The adjustment in UK rate expectations has run their course for the time being. Although the UK reports employment and CBI trends, some observers see the rate decision as now dependent on the preliminary PMI at the end of the week. Economists forecast as in both manufacturing and services, which would lift the composite back above 50 for the first time since last August. The market has about 2/3 of a rate cut next week discounted, judging from the overnight index swaps.

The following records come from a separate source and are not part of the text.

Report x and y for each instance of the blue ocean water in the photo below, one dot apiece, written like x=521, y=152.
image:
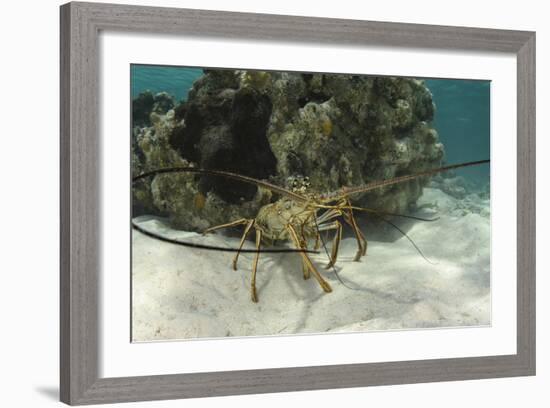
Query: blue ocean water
x=462, y=116
x=463, y=120
x=156, y=78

The euro fell by about 0.5% in the previous two sessions and is extended its losses today. The brief look above $1.11 provided the selling opportunity as the euro fell back toward $1.1080. There are 1.4 bln euros in options struck between $1.1100 and $1.1105 that expire today. The next nearby area of support is seen near $1.1065, the lows from just before Christmas. Sterling initially gapped lower, but the gap was quickly closed, and sterling was sold back off to almost $1.2960 in early Europe. A close back above $1.3000, where an expiring GBP320 mln option is found, and ideally $1.3010 would help stabilize the tone.
The US stock and bond markets are closed today. It is a light economic calendar week, and the main feature may be the flash PMI at the end of the week, ahead of the FOMC meeting on January 29. Data at the end of last week prompted many models to shave Q4 19 GDP forecasts. Atlanta Fed’s GDP tracker was cut to 1.8%, the lowest in a month. The NY Fed’s model sees 1.2% in Q4 and 1.7% in Q1 20. Economists at several banks also pared forecasts. At the same time, the composition of US growth likely changed–a little less consumption and more residential investment, for example, and less of a drag from trade.
The week’s highlights for North America are to be found in Canada. The December CPI will be reported on Wednesday shortly before the Bank of Canada meeting concludes. A change in rates is highly unlikely, and massaging its neutral message is the more likely course. Ahead of the weekend, Canada reports November retail sales, and a strong bounce is expected after October’s weakness.
The US dollar forged a base near CAD1.3035 last week. The upper end of its narrow near-term range is seen around CAD1.3080. However, the cap a little above CAD1.3100 is the key to the outlook. The technical indicators favor a test on this ceiling. Mexico’s high yield and the attractiveness for carry-trades also encourage short-term players to participate in the ride, and the net long speculative positioning in the futures market is a record. The gross longs are largely flat in recent weeks, but it is the covering of short positions (the gross short position has been halved in the past two months) that has driven the net position. The next significant support area for the US dollar is seen near MXN18.50. The Dollar Index is testing the 200-day moving average (~97.70) for the first time this year. The next targets are near 98.00 and then 98.40-98.50.